И снова в глаза в глаза учтиво:

— Знал бы… во многом иначе с тобой себя вел.

— Не переспал бы? — невольно грубо, с укором, c боязнью вышло, чувствуя, что все пошло уже куда-то не туда; чиркнул страх… потерять, оттолкнуть Его после всего своей глупостью и незрелостью. — Или жалости больше?
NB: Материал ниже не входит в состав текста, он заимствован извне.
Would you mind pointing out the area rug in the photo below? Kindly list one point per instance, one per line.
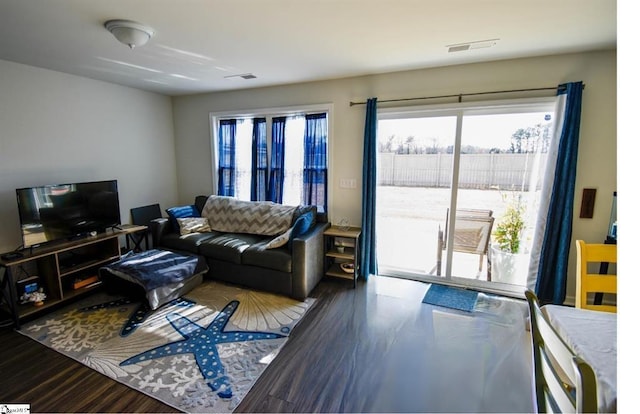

— Понимания, — ухмыльнулся добро, терпеливо. Обхватил рукой вдруг меня за шею и притянул к себе. Пылкий, ласковый поцелуй в губы — и, немного отстранившись, шепнул: — Ну что… продолжим, или на сегодня хватит?

Победно тотчас заулыбалась, рассмеялась счастливо я. Но вместо ответа — смело, запоем прилипла к его губам своими. Нагло повалила его на кровать — поддался, заливаясь радостным смехом. Его напор, немое веление — и забралась, села я сверху… Еще миг, его ловкость — и оба застонали от шальных, лишающих рассудка, ощущений и чувств…
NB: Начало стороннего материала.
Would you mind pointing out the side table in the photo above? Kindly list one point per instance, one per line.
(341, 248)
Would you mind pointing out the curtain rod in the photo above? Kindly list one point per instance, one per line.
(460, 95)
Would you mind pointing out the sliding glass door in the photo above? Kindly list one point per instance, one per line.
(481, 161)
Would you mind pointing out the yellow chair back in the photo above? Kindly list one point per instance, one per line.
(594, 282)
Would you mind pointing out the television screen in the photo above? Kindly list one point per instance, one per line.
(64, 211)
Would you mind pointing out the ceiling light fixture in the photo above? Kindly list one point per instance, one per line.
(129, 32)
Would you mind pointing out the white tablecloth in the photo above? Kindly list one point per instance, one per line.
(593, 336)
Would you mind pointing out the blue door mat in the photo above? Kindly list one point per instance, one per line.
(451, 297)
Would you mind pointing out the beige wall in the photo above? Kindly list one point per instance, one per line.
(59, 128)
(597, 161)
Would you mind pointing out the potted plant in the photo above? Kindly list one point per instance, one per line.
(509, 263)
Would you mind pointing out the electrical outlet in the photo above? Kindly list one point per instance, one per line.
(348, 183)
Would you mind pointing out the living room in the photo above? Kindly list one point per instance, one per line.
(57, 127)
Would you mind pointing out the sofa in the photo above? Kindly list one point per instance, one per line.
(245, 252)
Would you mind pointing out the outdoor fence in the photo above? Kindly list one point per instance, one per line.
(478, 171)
ЧАСТЬ СЕДЬМАЯ. «Кровавая вендетта»

Глава 35. Юбилей

(Н и к а)

Еще несколько недель кануло в Лету.

Пришли первые результаты повторных анализов, в том числе на гепатит, — пока отрицательно. Ждем срока очередной контрольной сдачи…

С Рожей… тоже все стало более-менее ясно. Мирашев, как и обещал, взялся основательно за его дело. Влив немалые средства, перевернул все с ног на голову. Так что вскоре… можно было надеяться, что суд, если и не вынесет оправдательный приговор на основании недостаточности улик для обвинения подсудимого, то влепит минимальный срок на щадящих условиях содержания.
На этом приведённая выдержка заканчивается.